Annie: No, we never eat pizza – it's the wheat.
Me: Oh, yes, of course.  We don't eat pizza a lot  (rapidly back peddling at this stage and worrying that I sound like trailer trash).  In fact, we haven't eaten pizza for at least 2 months and I made that pizza and it had lots of good things on it.
Annie: Yeah, but the base had wheat?
Me: Possibly.  That's on a need-to-know-basis.
Annie: Yeah.  Wheat for the crust – it's just so much empty calories.
Me: But it tastes really good?
Annie: Yeah, sure, but once you get over that what's the point?

Indeed.  What is the point?  What is the point of eating something that tastes nice, that you might enjoy, that makes you feel good? 



  1. Yeah, and then you might as well ask what the point of a good night’s sleep is when you’re only going to be tired again the following day, or a nice pair of shoes, or a good book or a lovely glass of wine as opposed to a cup of lighter fuel (they’ll both you get you drunk).Humph.  How joyless.  Right, I’m off to eat a pizza.

  2. I still don’t know what the wheat thing is. Or was it the gluten thing?

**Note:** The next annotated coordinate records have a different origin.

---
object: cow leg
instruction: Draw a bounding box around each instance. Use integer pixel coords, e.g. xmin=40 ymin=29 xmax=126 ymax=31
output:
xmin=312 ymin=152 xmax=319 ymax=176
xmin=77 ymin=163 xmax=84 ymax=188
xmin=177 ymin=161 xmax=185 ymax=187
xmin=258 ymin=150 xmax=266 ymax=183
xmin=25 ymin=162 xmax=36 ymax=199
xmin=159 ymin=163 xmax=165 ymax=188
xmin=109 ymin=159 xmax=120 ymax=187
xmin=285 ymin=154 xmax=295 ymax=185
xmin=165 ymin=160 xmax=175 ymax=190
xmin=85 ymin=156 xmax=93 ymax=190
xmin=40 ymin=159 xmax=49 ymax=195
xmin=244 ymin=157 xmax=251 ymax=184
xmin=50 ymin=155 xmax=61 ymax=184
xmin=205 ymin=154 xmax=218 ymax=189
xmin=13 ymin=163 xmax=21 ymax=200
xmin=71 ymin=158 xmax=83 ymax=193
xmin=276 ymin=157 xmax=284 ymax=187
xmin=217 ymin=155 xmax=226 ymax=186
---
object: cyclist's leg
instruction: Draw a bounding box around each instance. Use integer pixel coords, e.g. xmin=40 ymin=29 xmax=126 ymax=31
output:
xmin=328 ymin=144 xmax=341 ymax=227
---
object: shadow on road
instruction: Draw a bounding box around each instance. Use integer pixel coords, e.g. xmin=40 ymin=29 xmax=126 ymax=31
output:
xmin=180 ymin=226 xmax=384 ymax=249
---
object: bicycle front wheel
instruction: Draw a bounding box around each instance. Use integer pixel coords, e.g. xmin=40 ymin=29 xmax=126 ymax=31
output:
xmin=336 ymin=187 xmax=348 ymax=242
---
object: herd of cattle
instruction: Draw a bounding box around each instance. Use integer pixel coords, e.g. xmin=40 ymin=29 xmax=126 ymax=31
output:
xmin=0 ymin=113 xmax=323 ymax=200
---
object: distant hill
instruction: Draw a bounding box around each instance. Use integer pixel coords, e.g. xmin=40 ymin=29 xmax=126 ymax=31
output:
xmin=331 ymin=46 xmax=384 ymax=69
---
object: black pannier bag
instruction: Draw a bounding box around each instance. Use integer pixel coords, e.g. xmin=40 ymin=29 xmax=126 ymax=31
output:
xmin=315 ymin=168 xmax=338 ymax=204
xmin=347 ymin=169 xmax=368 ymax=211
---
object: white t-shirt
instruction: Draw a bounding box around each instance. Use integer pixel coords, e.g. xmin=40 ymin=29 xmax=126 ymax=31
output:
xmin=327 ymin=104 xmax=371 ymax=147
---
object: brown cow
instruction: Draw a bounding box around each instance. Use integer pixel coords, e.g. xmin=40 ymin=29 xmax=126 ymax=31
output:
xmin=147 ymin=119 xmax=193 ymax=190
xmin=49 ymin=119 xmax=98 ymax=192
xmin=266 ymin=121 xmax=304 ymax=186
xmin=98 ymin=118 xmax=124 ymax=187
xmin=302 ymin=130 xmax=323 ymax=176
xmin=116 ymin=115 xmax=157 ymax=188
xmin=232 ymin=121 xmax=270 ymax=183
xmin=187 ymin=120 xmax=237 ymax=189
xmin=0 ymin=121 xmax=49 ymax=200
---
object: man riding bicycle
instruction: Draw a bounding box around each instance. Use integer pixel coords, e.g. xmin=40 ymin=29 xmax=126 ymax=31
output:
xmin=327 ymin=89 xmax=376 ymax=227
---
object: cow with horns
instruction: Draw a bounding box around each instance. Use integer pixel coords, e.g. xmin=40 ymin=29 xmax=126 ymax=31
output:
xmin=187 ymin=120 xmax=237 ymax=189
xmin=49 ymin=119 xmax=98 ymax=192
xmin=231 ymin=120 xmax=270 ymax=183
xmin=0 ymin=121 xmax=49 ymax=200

  3. Your post made me think about a programme I heard on the radio yesterday about people who were clinically obese and needed to undergo surgery, i.e. have their stomach stapled.  The operation can be performed on the NHS once you have a BMI of 50 or over (the biggest case was a BMI of 118).  Afterwards the patients can only eat 3 or 4 meals a day, each consisting of 2 teaspoons of pureed fruit.  After a while they can progress to eating more.  One part of the programme featured an interview with someone who’d had the surgery and had since lost 10 stone.  All she could eat for breakfast still was half a Wheetabix and it takes 20 minutes for her to finish it.
    You can see more about the programme here.  I know that they had to undergo surgery because their weight was threatening their life, but in order to get to that size, they must have enjoyed their food – or at least some of it, right?  I just wondered what it must be like to know that you could never have the treat of experimenting with lots of different flavours and foods in one sitting – once they’ve had surgery, they cannot even eat and drink in one sitting, they have to leave at least 30 minutes between food and drink.
    Anyway, I could paraphrase for ages, the point is that I think so many foods (perhaps too many) are there to be enjoyed, just for the simple taste and texture of them.  It seems sad that food should be reduced to just a function.

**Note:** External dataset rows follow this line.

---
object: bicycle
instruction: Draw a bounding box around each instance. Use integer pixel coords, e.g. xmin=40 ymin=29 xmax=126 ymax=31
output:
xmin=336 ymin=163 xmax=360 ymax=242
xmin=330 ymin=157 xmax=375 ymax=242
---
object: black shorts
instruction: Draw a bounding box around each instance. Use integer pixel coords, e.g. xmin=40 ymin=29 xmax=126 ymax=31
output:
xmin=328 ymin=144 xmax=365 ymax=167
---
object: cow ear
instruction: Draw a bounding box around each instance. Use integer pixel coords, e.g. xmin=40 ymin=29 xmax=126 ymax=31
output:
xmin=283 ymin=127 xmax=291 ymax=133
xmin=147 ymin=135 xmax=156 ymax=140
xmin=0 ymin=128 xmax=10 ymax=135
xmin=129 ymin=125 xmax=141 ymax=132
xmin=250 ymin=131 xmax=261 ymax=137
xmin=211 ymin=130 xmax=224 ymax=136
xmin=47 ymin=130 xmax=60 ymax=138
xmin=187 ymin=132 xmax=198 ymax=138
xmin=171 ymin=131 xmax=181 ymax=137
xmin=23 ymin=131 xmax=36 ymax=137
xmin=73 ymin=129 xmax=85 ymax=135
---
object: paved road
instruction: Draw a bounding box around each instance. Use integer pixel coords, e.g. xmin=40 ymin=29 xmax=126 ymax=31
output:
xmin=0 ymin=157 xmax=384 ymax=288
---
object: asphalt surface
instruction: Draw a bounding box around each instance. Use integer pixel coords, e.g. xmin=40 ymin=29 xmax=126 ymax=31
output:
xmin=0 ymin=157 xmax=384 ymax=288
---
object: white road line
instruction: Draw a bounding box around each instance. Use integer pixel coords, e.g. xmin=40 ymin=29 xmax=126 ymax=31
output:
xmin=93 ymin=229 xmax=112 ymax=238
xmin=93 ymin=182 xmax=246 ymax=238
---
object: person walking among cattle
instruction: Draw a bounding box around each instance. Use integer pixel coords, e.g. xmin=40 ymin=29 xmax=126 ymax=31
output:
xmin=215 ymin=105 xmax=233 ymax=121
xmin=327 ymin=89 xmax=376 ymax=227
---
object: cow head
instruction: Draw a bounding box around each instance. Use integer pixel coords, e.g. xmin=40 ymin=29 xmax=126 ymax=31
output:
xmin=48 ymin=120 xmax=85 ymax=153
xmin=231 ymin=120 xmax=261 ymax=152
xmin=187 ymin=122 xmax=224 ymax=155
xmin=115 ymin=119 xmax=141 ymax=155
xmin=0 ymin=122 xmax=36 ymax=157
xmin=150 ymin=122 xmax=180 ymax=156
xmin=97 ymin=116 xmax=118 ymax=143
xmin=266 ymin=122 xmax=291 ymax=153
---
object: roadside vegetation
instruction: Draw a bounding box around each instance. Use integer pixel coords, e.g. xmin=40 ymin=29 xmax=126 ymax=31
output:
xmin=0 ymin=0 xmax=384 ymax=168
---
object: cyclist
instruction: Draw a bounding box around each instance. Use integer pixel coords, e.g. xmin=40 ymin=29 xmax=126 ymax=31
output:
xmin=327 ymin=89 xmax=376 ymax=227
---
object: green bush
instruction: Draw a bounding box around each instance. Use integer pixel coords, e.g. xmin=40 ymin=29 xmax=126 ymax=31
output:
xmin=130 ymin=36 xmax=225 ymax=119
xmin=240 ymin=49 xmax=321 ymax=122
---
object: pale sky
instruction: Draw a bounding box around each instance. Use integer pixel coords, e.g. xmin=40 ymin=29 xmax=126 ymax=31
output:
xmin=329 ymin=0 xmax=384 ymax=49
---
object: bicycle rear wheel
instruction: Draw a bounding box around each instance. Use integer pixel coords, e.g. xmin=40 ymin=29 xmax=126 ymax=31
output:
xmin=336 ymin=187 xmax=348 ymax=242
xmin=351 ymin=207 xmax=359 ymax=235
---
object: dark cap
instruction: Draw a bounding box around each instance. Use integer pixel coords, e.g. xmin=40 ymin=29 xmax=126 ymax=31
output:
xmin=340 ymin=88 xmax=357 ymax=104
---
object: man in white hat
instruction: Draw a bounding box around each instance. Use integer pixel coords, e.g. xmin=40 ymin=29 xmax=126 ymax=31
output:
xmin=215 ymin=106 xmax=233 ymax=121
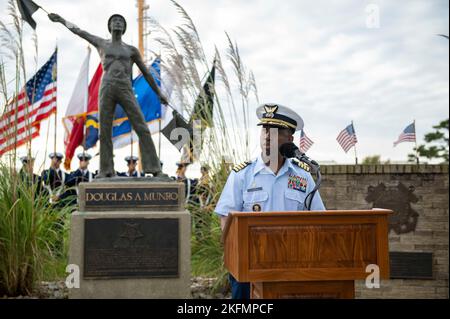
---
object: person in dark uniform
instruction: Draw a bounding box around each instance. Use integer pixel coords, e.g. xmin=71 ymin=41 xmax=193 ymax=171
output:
xmin=19 ymin=156 xmax=42 ymax=194
xmin=118 ymin=156 xmax=145 ymax=177
xmin=60 ymin=152 xmax=95 ymax=208
xmin=41 ymin=153 xmax=69 ymax=204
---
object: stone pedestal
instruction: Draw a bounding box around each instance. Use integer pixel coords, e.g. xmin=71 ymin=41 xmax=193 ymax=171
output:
xmin=69 ymin=179 xmax=191 ymax=299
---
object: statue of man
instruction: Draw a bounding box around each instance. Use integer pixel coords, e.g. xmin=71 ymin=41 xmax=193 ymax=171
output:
xmin=48 ymin=13 xmax=167 ymax=178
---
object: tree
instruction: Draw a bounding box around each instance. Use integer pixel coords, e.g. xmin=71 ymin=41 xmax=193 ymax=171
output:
xmin=408 ymin=119 xmax=449 ymax=163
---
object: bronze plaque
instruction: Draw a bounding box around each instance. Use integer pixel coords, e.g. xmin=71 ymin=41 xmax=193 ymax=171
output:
xmin=83 ymin=218 xmax=179 ymax=279
xmin=389 ymin=252 xmax=433 ymax=279
xmin=80 ymin=182 xmax=184 ymax=211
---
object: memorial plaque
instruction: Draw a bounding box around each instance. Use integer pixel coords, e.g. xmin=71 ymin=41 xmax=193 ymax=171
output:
xmin=83 ymin=218 xmax=179 ymax=279
xmin=80 ymin=182 xmax=184 ymax=211
xmin=389 ymin=252 xmax=433 ymax=279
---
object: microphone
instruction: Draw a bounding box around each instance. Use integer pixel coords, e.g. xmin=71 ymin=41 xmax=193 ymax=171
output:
xmin=279 ymin=142 xmax=319 ymax=170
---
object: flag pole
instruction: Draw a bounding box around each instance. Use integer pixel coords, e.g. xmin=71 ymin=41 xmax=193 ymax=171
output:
xmin=352 ymin=121 xmax=358 ymax=165
xmin=53 ymin=45 xmax=58 ymax=153
xmin=158 ymin=118 xmax=161 ymax=161
xmin=83 ymin=45 xmax=91 ymax=155
xmin=413 ymin=120 xmax=419 ymax=165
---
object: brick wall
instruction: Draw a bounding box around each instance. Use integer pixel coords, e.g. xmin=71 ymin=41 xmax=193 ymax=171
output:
xmin=320 ymin=165 xmax=449 ymax=298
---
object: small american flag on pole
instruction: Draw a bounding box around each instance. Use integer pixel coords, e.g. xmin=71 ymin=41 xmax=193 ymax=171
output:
xmin=394 ymin=122 xmax=416 ymax=147
xmin=300 ymin=130 xmax=314 ymax=153
xmin=336 ymin=123 xmax=358 ymax=153
xmin=0 ymin=51 xmax=57 ymax=156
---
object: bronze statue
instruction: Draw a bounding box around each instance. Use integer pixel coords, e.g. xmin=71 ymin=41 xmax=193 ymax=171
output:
xmin=48 ymin=13 xmax=167 ymax=178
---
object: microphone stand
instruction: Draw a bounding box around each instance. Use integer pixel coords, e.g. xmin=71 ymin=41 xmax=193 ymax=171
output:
xmin=298 ymin=153 xmax=322 ymax=210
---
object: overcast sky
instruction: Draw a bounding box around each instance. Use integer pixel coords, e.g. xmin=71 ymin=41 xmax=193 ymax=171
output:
xmin=0 ymin=0 xmax=449 ymax=175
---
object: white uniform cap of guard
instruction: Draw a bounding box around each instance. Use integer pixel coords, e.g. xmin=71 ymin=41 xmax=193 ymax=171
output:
xmin=256 ymin=103 xmax=304 ymax=131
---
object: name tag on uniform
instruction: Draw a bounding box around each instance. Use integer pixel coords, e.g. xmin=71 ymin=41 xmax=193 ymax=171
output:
xmin=288 ymin=174 xmax=308 ymax=193
xmin=247 ymin=187 xmax=262 ymax=193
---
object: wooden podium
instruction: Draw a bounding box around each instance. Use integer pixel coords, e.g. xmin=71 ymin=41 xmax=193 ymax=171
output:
xmin=222 ymin=209 xmax=392 ymax=299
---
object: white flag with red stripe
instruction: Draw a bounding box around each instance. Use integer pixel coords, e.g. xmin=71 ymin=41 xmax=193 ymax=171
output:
xmin=0 ymin=51 xmax=57 ymax=156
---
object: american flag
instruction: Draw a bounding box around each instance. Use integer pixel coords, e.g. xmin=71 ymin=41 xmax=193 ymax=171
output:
xmin=394 ymin=122 xmax=416 ymax=146
xmin=0 ymin=51 xmax=57 ymax=156
xmin=300 ymin=130 xmax=314 ymax=153
xmin=336 ymin=123 xmax=358 ymax=153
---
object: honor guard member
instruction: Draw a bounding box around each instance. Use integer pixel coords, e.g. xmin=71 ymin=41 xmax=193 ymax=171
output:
xmin=215 ymin=104 xmax=325 ymax=299
xmin=19 ymin=156 xmax=42 ymax=194
xmin=41 ymin=153 xmax=69 ymax=204
xmin=118 ymin=156 xmax=145 ymax=177
xmin=60 ymin=153 xmax=95 ymax=204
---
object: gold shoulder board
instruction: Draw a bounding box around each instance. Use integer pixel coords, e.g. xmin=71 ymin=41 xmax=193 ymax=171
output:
xmin=233 ymin=161 xmax=252 ymax=173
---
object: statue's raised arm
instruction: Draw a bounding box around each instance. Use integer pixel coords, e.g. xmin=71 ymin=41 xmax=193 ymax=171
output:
xmin=48 ymin=13 xmax=167 ymax=178
xmin=48 ymin=13 xmax=105 ymax=48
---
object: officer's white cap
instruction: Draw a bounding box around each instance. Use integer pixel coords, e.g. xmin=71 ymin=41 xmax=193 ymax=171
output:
xmin=256 ymin=103 xmax=304 ymax=131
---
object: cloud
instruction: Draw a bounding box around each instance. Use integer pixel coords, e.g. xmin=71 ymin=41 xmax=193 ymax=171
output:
xmin=0 ymin=0 xmax=449 ymax=175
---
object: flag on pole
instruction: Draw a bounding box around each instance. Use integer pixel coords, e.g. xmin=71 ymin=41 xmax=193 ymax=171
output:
xmin=112 ymin=58 xmax=161 ymax=148
xmin=336 ymin=123 xmax=358 ymax=153
xmin=62 ymin=49 xmax=91 ymax=170
xmin=300 ymin=130 xmax=314 ymax=153
xmin=0 ymin=50 xmax=57 ymax=156
xmin=162 ymin=59 xmax=216 ymax=163
xmin=394 ymin=122 xmax=416 ymax=147
xmin=17 ymin=0 xmax=40 ymax=30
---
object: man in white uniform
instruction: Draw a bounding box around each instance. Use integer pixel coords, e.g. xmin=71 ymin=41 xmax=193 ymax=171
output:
xmin=215 ymin=104 xmax=325 ymax=299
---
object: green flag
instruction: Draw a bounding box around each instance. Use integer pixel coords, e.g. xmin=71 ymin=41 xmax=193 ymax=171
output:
xmin=17 ymin=0 xmax=40 ymax=30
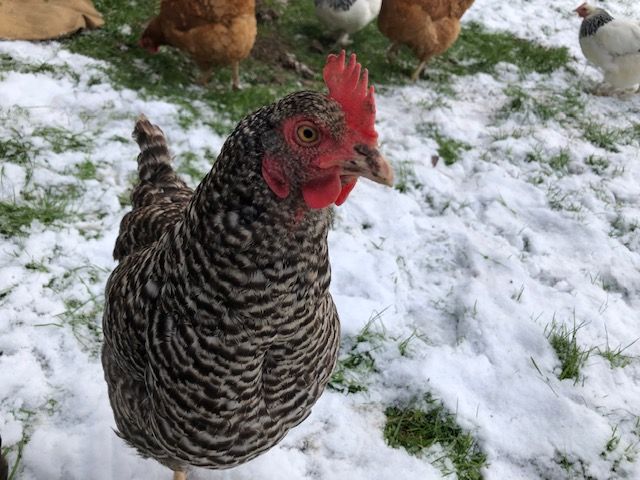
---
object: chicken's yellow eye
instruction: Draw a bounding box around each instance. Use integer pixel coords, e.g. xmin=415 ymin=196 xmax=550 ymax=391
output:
xmin=296 ymin=124 xmax=320 ymax=145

  4. That is so sad. I feel sorry for people who can’t enjoy food, who merely eat for fuel. And for me, only being able to eat 2 teaspoons of pureed fruit would be hell. One wonders how they are getting enough fuel – surely they must feel completely exhausted all the time as well?
    Fanny – there’s nothing wrong with enjoying pizza and slightly naughty foods, if you treat yourself once in a while, then it’s still special – whereas, I suspect that people who have a BMI of 118 are eating naughty foods more than once in a while…

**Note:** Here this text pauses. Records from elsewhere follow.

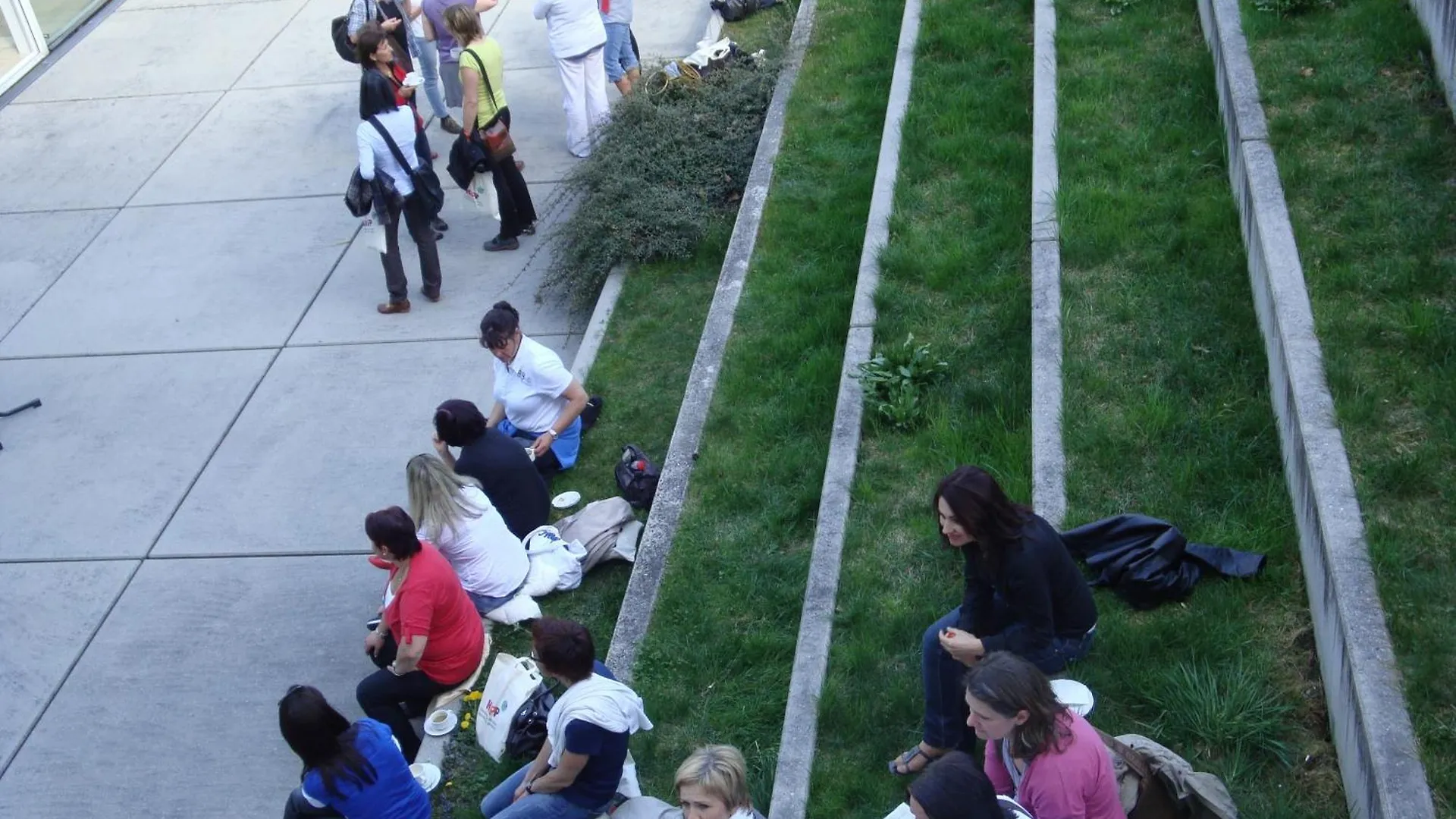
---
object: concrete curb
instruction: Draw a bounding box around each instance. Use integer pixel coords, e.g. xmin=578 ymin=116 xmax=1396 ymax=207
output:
xmin=1198 ymin=0 xmax=1436 ymax=819
xmin=607 ymin=0 xmax=817 ymax=682
xmin=769 ymin=0 xmax=920 ymax=819
xmin=1410 ymin=0 xmax=1456 ymax=121
xmin=1031 ymin=0 xmax=1067 ymax=528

  5. I watched a documentary about a young girl who had stomach stapling surgery. She then had to undergo months of counselling to treat her ‘addiction’ because she suddenly had nothing to feed her emotions, and was seriously depressed.
    She thought that being slim would make her happy, but as we can all testify, (except Anne) food is used for more than just fuel.    

  6. Annie truly has a weird relationship with food.  Maybe she just doesn’t like it.

  7. One of the things they said in the programme was that post-op, many of the people’s relationships with their partners deteriorated as they had to adjust to being a ‘new’ person.  Many also had difficulty in adjusting to how they were perceived by the public generally.  While many were happy to have their quality of life improved and be able to lie on their backs without suffocating etc, it took a lot of councelling to help them cope with the other aspects of change.